The acquisition of 29 Marston’s pubs will see Hawthorn Leisure's estate pass the 700-pub mark after a £17.9m deal for Bravo Inns – the operator of 44 wet-led community pubs predominantly located in north-west England – in December grew its stable to 698 sites. According to its CEO Mark Davies, Hawthorn will integrate Bravo Inns’ portfolio by 1 April.
Hawthorn’s purchase also follows the sale of 137 Marston’s pubs to Chester-based operator Admiral Taverns in November for £44.9m – growing the latter’s estate past the 1,000-pub mark.
Both Hawthorn Leisure and Marston’s declined to comment on the latest deal.
Debt reduction progress
As reported by The Morning Advertiser (MA) in October 2019, Marston’s stated that reducing its net debt by £200m before 2023 was the company’s ‘principal focus’.
What’s more, according to its financial results statement for the 16 weeks to 18 January 2020, the Wolverhampton-based brewer, operator of 1,400 pubs and employer of 14,000 staff has completed or exchanged on £60m of disposals in the financial year to date.

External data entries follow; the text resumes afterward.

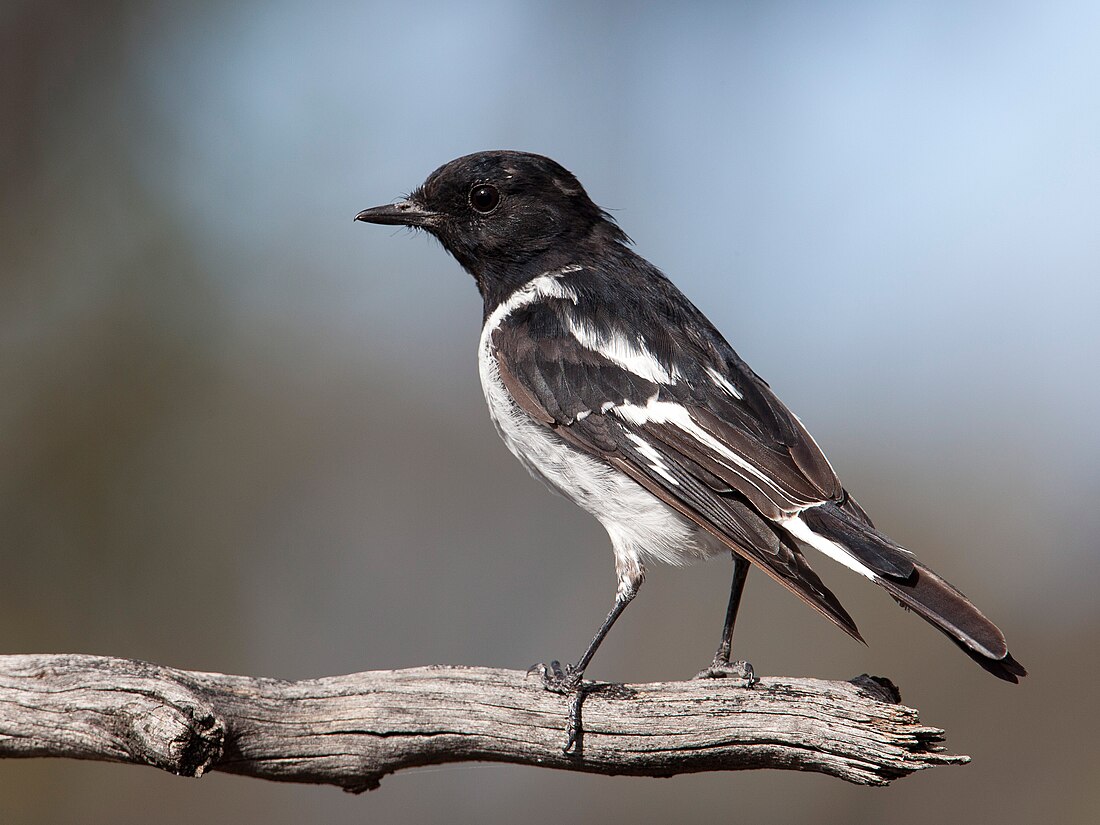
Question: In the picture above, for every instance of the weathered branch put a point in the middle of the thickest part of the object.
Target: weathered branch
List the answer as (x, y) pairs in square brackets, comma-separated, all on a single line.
[(352, 730)]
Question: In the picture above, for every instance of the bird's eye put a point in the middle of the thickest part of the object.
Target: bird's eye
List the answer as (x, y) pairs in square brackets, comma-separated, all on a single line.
[(484, 198)]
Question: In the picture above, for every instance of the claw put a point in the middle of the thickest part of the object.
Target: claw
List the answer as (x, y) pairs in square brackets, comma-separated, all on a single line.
[(568, 682), (722, 669)]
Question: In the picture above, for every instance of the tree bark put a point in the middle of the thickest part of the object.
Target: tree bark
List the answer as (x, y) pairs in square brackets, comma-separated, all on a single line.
[(352, 730)]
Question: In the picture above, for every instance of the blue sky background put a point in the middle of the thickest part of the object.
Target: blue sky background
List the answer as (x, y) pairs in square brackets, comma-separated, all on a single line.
[(240, 432)]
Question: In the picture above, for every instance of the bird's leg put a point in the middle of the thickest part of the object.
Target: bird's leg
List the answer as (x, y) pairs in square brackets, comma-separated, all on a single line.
[(722, 668), (567, 680)]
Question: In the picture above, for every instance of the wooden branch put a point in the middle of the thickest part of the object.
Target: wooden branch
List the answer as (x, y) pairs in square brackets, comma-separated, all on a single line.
[(352, 730)]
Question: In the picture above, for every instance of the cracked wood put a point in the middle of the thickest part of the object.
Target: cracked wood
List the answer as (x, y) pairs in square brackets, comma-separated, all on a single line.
[(351, 730)]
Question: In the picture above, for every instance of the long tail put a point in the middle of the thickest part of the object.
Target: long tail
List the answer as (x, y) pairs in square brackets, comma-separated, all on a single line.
[(912, 584)]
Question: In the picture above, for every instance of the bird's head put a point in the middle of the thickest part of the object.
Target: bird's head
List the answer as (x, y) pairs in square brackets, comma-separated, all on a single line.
[(499, 211)]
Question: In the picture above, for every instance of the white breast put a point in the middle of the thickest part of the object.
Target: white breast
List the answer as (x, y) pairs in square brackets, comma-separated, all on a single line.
[(641, 527)]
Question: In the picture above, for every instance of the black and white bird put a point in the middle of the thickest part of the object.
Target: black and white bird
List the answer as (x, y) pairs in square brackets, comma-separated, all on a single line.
[(609, 385)]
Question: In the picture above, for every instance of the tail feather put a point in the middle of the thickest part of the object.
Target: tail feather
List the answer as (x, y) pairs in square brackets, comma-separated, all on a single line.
[(921, 590)]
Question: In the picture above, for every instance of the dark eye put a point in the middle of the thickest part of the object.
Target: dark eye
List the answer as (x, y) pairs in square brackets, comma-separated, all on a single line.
[(484, 198)]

Having originally forecast £40m in disposal proceeds, Marston’s increased its target to £70m in November 2019 with the ideal figure now believed to stand between £85m and £90m.
Discussing Marston’s latest results on 24 January, CEO Ralph Findlay said: “We are making excellent progress on our debt reduction strategy – well ahead of the original 2023 target. Looking forward, greater clarity on the political agenda should positively impact consumer confidence.
“Overall, the economic environment for the consumer looks encouraging with low unemployment and healthy wage growth providing us with increasing confidence the market will grow in 2020.”
According to its latest results, Marston’s recorded a 1% increase in managed and franchise like-for-like sales during the 16 weeks to 18 January 2020.
What’s more, the brewer and operator saw strong festive trading, with a 4.5% sales increase compensating for more subdued trading in the first three weeks of December due to poor weather.
Monitoring the pubs code
Hawthorn, which currently represents around 22% of FTSE 250 real estate investment trust NewRiver REIT, is currently the seventh largest tenanted pub operation in the UK according to its CEO Mark Davies.
Speaking to MA following the announcement of its financial results for the nine months to 31 December 2019 – in which Hawthorn revealed like-for-like EBITDA (earnings before interest, taxation, depreciation and amortisation) growth per pub of 4.9% off the back of “solid” Christmas trading, Davies revealed that the pubco was consistently monitoring its position in relation to pubs code regulations.
“The statutory code is something we monitor regularly and officially monitor on a quarterly basis,” he said. “It excludes our pubs in Scotland – where we're a big investor, we have over 100 pubs in Scotland – and it only relates to leased and tenanted pubs and excludes our free-of-tie and operator managed pubs.
“We're not far off 500. We are currently monitoring that and, while we're already applying the voluntary code, if at any point we were to be captured by the statutory code in the next 12 months, we’re ready for it."